Juanjo apagó la colilla del cigarro en el cenicero y se dispuso a dar el último trago al café, pensando en qué demonios se le pasaba a su amigo por la cabeza y por qué era tan importante que precisamente él leyera su historia.
—Hay otra cosa —le dijo Mario después.
—¿Qué cosa? —preguntó Juanjo inclinando las cejas, preparándose para asimilar nuevas sorpresas.
—Celia ha vuelto —dijo con intencionado tono neutro.
—¿Qué? —se sobresaltó, incorporándose un poco en la silla— ¿Qué quiere decir que ha vuelto?
—Está aquí, en Valencia.
—¿De visita?
—Más que eso. Puede que la vuelta sea definitiva.
—¿Y tú cómo lo sabes? —soltó Juanjo con creciente mosqueo.
—Estuve con ella el viernes. Vino a verme, a casa —prosiguió Mario con la misma tranquilidad.
—¿Seguías en contacto con ella? —preguntó con suspicacia.
—Solo lo justo.

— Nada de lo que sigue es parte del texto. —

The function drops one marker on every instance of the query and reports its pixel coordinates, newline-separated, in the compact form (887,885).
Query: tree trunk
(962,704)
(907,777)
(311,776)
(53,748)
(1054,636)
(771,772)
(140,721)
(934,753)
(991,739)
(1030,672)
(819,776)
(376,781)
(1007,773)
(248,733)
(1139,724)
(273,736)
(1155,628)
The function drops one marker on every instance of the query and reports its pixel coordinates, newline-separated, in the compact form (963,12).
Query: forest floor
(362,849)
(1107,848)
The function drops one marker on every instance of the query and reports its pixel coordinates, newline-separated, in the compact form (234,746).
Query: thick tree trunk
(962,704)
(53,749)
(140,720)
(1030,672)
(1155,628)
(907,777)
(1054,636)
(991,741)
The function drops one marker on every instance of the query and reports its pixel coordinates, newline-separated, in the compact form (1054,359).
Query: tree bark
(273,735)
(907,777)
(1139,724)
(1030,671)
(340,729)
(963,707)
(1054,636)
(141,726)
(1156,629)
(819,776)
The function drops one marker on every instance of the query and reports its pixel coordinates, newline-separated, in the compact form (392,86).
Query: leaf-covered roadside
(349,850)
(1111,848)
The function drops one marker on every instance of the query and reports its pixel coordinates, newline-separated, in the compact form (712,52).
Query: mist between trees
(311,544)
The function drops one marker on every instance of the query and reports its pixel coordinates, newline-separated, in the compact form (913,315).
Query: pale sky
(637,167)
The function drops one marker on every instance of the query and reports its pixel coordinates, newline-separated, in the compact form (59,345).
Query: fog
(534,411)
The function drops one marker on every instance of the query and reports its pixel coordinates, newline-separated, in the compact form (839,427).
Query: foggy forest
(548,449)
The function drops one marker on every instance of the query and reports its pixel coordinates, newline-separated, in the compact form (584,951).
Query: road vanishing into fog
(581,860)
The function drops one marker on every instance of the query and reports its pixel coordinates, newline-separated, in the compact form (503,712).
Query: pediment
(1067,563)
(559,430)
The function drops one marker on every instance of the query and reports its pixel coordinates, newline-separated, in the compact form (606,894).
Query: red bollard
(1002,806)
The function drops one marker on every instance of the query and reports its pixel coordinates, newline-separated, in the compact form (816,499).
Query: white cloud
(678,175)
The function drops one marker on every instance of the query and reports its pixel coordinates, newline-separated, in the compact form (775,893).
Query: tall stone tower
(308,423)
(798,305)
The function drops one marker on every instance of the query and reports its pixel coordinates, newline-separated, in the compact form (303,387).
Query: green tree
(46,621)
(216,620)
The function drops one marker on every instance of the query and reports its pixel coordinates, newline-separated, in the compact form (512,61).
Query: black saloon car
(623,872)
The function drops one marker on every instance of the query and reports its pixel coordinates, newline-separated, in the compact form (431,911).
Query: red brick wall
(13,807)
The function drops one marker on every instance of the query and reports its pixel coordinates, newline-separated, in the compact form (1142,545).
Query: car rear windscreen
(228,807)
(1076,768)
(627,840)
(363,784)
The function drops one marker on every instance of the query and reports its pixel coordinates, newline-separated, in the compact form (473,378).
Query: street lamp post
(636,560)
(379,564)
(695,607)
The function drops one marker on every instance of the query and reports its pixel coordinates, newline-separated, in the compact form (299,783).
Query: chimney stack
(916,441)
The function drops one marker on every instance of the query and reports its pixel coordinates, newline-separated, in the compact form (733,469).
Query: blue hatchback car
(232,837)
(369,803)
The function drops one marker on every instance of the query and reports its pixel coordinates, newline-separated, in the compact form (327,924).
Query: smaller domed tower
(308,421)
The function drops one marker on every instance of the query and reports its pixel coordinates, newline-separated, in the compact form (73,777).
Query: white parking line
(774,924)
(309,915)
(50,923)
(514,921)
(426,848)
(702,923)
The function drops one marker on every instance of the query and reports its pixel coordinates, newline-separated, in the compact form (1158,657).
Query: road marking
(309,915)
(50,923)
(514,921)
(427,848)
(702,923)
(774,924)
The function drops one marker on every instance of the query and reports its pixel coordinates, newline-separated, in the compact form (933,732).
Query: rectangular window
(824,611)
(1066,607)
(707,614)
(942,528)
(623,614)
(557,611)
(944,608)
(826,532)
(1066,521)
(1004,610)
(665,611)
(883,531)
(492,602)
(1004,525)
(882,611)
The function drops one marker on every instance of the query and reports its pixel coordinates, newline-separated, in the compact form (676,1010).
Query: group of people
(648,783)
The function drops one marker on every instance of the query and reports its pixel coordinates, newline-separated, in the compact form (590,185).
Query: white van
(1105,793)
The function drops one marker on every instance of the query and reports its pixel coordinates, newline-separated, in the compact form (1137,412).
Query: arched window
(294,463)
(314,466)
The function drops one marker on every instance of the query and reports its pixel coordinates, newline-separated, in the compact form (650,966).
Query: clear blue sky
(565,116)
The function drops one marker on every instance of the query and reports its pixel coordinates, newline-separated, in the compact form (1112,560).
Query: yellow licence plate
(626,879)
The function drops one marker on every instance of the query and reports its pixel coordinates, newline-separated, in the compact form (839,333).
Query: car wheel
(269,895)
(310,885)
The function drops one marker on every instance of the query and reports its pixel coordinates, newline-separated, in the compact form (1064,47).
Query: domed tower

Al principio sobre todo, pero no la veía desde hace diez años, desde que se fue.
—¿Y entonces? ¿Ella vino a verte así, sin más? —dijo Juanjo, tratando de entender.
—La llamé yo —respondió mientras captaba al instante la sorpresa y el enfado en la reacción de Juanjo, como si hubiera traicionado un secreto pacto entre ellos—. Fue casualidad, le había mandado un mensaje porque quería que también supiera lo del manuscrito y de rebote me enteré de que estaba aquí —añadió, a modo de aclaración.
—¿Y lo de volver ahora de repente?
—Pues… bueno, por lo visto se acaba de separar —aclaró, sin saber muy bien si debía revelar ese dato.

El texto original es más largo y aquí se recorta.